Isso nunca saiu da minha mente, imagina dos alunos seus. Me comovo com isso, por que penso que se o salário não valeu a pena e a peleia continua até hoje. Pelo menos isso valeu. Sei, por que minha mãe, também me passou as lições de casa direitinho. As da vida e as de aula! Ricas pra mim, e que não tem DINHEIRO nesse mundo que as pague.

       Foi ela que me ensinou as primeiras noções de cidadania. Que existem oprimidos e opressores. E que é preciso lutar, lutas de classe para se alcançar vitórias nas suas lutas. É por minha mãe professora, que eu nasci pensando no coletivo. Só sei viver se repartir o pão. A merenda, o livro, o caderno, o lápis e a caneta, não é professora Dalva Moura de Freitas? Tu também contribuíste, para mais tarde ampliar e dar continuidade a este meu senso de justiça, igualdade e solidariedade. Nossa afinidade vai longe...

       Assisti o “Documentário da Esquina” e me vi na Esquina Democrática com minha mãe, com dez, ou onze anos de idade. Na Rua da Praia, no Araujo Viana, nas Ruas de “Porto Alegre tchau”. Quanto tempo se passou, e essa memória é fotográfica, até em sonhos.  “Nas ruas de um Porto não muito alegre”, mas, que, no entanto, me traz encantos, traduzidos em versos e prosa...
“Avante professores em pé/unidos pela educação/nós vamos todos juntos com fé/neste momento/ neste nação”...
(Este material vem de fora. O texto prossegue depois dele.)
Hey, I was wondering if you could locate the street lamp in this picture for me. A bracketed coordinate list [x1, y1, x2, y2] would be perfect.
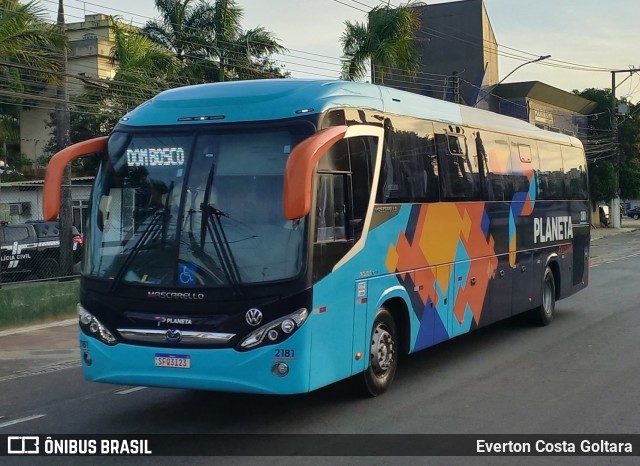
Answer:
[476, 55, 551, 106]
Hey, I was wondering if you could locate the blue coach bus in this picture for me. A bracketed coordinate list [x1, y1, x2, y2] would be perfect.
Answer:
[44, 80, 590, 396]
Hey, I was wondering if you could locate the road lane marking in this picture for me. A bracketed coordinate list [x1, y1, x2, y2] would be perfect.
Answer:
[0, 414, 46, 429]
[0, 360, 81, 383]
[115, 386, 148, 395]
[590, 249, 640, 267]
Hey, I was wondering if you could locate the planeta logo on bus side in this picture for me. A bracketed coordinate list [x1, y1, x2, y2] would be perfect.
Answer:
[533, 216, 574, 244]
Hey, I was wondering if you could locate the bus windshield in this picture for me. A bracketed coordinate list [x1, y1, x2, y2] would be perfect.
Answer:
[85, 125, 310, 288]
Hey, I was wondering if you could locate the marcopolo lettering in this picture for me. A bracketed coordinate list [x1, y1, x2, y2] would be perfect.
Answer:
[147, 291, 205, 300]
[533, 216, 573, 244]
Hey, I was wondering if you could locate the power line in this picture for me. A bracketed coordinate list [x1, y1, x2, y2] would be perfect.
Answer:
[328, 0, 625, 76]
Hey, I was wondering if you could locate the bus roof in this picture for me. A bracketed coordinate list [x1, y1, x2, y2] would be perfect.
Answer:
[121, 79, 582, 147]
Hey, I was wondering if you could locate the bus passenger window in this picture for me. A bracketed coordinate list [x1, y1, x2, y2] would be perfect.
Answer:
[316, 174, 347, 242]
[350, 137, 377, 242]
[538, 142, 564, 199]
[561, 146, 588, 200]
[480, 134, 512, 201]
[435, 133, 481, 200]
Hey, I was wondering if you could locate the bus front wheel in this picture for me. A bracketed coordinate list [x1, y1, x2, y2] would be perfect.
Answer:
[531, 267, 556, 326]
[360, 307, 398, 397]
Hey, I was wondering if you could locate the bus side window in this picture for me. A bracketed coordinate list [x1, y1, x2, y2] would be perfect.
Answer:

   A cidade, para mim maravilhosa, guardava um quê de encantamento e de luta engajada. Sempre fora assim. Adoro Poa. As passeatas, os encontros, o Fórum Social Mundial. Os acampamentos, os shows, os bares. O cheiro de Maria Joana no ar... Lá tudo é bom. Até lutar. Por que: “Professor unido jamais será vencido”. E eu escolhi ser jornalista, pra poder registrar decerto.  

   Se hospedar no prédio do Cepers com minha mãe, era tipo o que eu conhecia como hotel, de luxo pra mim. Nem dormir eu queria. Queria ir pra passeata, pra manifestação.
No final eu olhava pra testa da mãe, meio borrada, mas dava pra ver tipo carimbo cor de acaju: REPRESENTANDO A CATEGORIA.

*Referência ao livro de Rubem Alves – A Alegria de Ensinar , que eu presenteara minha mãe, no evento, há alguns anos já (com alunos, colegas e ex-alunos), de homenagem pela sua aposentadoria, no auditório da Escola Estadual Amélio Fagundes de Independência, na qual eu li o texto, o Momento mais marcante com minha mãe, quase em prantos, lógico.

   E aproveitando a deixa da greve dos professores estaduais, aqui do Rio Grande do Sul -
       
Governador retira esse pacote de maldades!
Pacote este que massacra e humilha a classe dos trabalhadores em Educação, bem como de outros servidores públicos.